Of course the BIOS should now think it's 1/3 and the OS should be quite happy. Unlike its users who may have lost trophies they hadn't synced before the 'crash'.

[Update - yep I switched it on this afternoon and it thought it was the 1st March. A quick jump to the time setting and I allowed it to update from the 'net and 2nd March it is.

As this didn't happen last year one suspects this is an even numbered year thing, which means in theory Sony now have just under two years to fix it.

Why should they bother? Well even though none of these boxes would be covered by the official warranty by this time, UK law does cover faults that are inherent to the system outside that time frame]

Monday, March 01, 2010

Shuttle again with the placement

From the front page -


Yeah those three kids nothing to do with the story next to them.

PS3 Worldwide Glitch

It seems the original PS3 models are having a problem today. Initial thoughts were that it was a problem with the PSN online system, but as the new Slim models weren't affected the problem now seems to be a date glitch. To be specific older PS3 systems seem to think it's the 31st of December 1999 or 1st January 2000 thanks to the switch from 28 Feb to 1 Mar.

Anyway a slight difficulty in that all the content will be date-stamped after this period. Some people report that changing the date has fixed things, some say otherwise.


All in all my PS3 will stay switched off until it gets resolved.
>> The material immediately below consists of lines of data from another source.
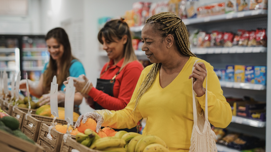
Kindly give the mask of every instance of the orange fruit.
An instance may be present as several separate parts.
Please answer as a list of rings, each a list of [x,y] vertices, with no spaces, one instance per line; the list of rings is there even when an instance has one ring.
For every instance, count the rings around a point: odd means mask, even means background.
[[[87,121],[85,124],[82,123],[82,121],[81,121],[81,123],[80,125],[77,127],[77,130],[80,132],[84,133],[85,130],[89,128],[92,130],[95,131],[95,129],[96,129],[96,126],[97,126],[97,123],[95,120],[90,118],[88,118],[87,120]]]
[[[114,129],[108,127],[104,128],[102,129],[102,130],[108,136],[110,134],[115,132],[115,131]]]
[[[76,135],[78,133],[80,133],[80,132],[78,131],[78,130],[75,130],[71,133],[71,135]]]
[[[115,134],[116,134],[116,133],[117,133],[118,131],[115,131],[114,132],[113,132],[113,133],[110,134],[107,136],[108,137],[113,137],[113,136],[115,136]]]
[[[103,131],[102,130],[102,129],[100,129],[100,131],[98,133],[98,135],[100,137],[101,137],[101,138],[106,137],[107,137],[107,135],[106,135],[106,134],[105,133],[105,132]]]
[Update - the good news is that my account shows the trophies I synced last night; likewise reports that save games etc. are still on the system; and the hope is that for those who haven't switched on their consoles it might self-correct tomorrow. It's been 9 hours since the last update from Sony ouch!]

[Update - Yep it seems the 'fat' PS3's thought that 2010 was a leap year and yep it seems to have self-corrected today]

BioShock 2 a round-up review

The simple summation would be that I've finished the game at medium difficulty and have gone straight back in on hard.

BioShock 2 - The Aaw factor

It's possible to play both BioShock's as straight-forward shooters zoning-out whenever the storyline protrudes or you have to listen to one of the voice-recordings, but you miss out on so much depth if you do.

The first BioShock had the emotion tugging thoughts of the parents of Sasha that pulled you into the world of Rapture, BioShock 2 has the entire storyline of Eleanor, but there was one voice recording that still brings a lump to my throat and a tear to my eye just to think about it.

I won't spoil things for those yet to reach it, but near the beginning of Dionysus Park you'll find a recording from Billy Parson entitled "A Gift from Billy" that starts "Dear yellow eyed girl" it's just so sweet and so out of place in the current situation particularly harrowing when you come across his father's.